Title: Losing It
Author: Cora Carmack
Series: Losing It
Book #: 1
Pages: 288
Reading Level: NA
Book Rating:
Goodreads Rating: 3.86
Published: Feb 26th, 2013.
Virginity.
Bliss Edwards is about to graduate from college and still has hers. Sick of being the only virgin among her friends, she decides the best way to deal with the problem is to lose it as quickly and simply as possible-- a one-night stand. But her plan turns out to be anything but simple when she freaks out and leaves a gorgeous guy alone and naked in her bed with an excuse that no one with half-a-brain would ever believe. And as if that weren’t embarrassing enough, when she arrives for her first class of her last college semester, she recognizes her new theatre professor. She’d left him naked in her bed about 8 hours earlier.
Taschima's POV:
I enjoyed Losing It, very much. It was fun, it was quick, very contemporary easy to relate to writing. I like all of this. But it did have its issues. I thought it was too damn perfect. It lacked... spark. Everything went too smoothly, so much so that by the end of the book I ended up feeling disappointed, no matter how much I enjoyed the ride. Which was my main issue with the book. I wanted some conflict.
After unwisely telling her best friend she is a virgin Bliss gets dragged into a club in order to have a one night stand and lose her virginity. Lord behold she manages to find the one decent guy in the club who is charming, reads Shakespeare (even though he doesn't like it) and is English. Enter Grey's Anatomy episode one minus the sex. The day after
Losing It tried to be a lot of things, but at the end it didn't quite make the mark. It wanted to be the next scandalous book, a student and professor illicit relationship but it ended up lacking complications, heat, blocks in the road. It was a very fun read that lacked tension. Everything was just too perfect.
Of course Garrick was hot, sweet, understanding, and just knew what to do with his hands at all times. He was designed to be every girl's fantasy, British to boot. I love a guy with an accent, but I thought Garrick was too Americanized. What is the point of having a British guy in the novel if the character's English culture is not going to show in the page? Oh, to make us read every single of his lines in that pantie dropping accent that's what. Okay I get it, I enjoyed it, but it was still not fully taken advantage of.
Bliss, on the other hand, was a blast. Being inside her panicky head was hilarious!
"I was going to be so terrible at this... the worst he'd ever had probably. And then he'd never want to see me again (and I really wanted to see him again). I'd probably be trumatized and never want to have sex again, which meant every relationship for the rest of my life would fail, and I would end up alone and miserable with nine cats and a ferret.
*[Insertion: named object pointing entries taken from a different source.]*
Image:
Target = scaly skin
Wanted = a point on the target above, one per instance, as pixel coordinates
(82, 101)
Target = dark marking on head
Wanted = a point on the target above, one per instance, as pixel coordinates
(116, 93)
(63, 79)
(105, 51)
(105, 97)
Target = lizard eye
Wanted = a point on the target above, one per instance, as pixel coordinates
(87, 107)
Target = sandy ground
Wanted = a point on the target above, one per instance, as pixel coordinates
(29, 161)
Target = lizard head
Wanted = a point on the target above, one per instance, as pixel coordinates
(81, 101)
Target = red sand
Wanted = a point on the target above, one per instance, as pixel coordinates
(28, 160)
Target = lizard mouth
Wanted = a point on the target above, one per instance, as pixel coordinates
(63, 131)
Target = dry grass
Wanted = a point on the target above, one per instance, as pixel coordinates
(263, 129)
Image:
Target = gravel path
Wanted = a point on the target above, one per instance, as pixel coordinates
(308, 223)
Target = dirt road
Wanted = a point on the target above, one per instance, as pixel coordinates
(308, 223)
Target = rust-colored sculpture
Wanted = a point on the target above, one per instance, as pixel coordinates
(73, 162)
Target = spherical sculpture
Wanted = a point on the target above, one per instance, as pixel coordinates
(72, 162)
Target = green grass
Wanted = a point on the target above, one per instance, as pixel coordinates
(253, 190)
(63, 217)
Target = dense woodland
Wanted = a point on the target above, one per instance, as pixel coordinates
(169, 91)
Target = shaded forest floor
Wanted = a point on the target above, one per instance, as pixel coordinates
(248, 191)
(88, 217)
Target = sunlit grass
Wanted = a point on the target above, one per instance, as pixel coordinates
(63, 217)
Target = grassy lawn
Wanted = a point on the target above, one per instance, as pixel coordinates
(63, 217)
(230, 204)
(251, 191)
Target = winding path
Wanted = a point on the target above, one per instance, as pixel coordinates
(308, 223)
I didn't want to end up alone and miserable with nine cats
"
But her character was confusing. She was always saying how she was all uptight, and how she didn't know if she wanted to be a theater manager or an actress, but then she didn't show any sign that she really wanted to be anything but an actress. And the only thing she was really uptight about was having sex. Other than that she had a hang over in every other page and a very steamy relationship with her teacher. Girl was on fire!
It was a hot book, most New Adult books are. I am looking forward to the novella, as well as Faking It. So yes give it a read, try it out. A LOT of people loved the book, I thought there was something missing to make the book step it up to that next level. It was a cute, hot at times, relationship, but it didn't step up to the next level. It didn't have angst, or complications, or darkness. But i'd still read it again in a heartbeat.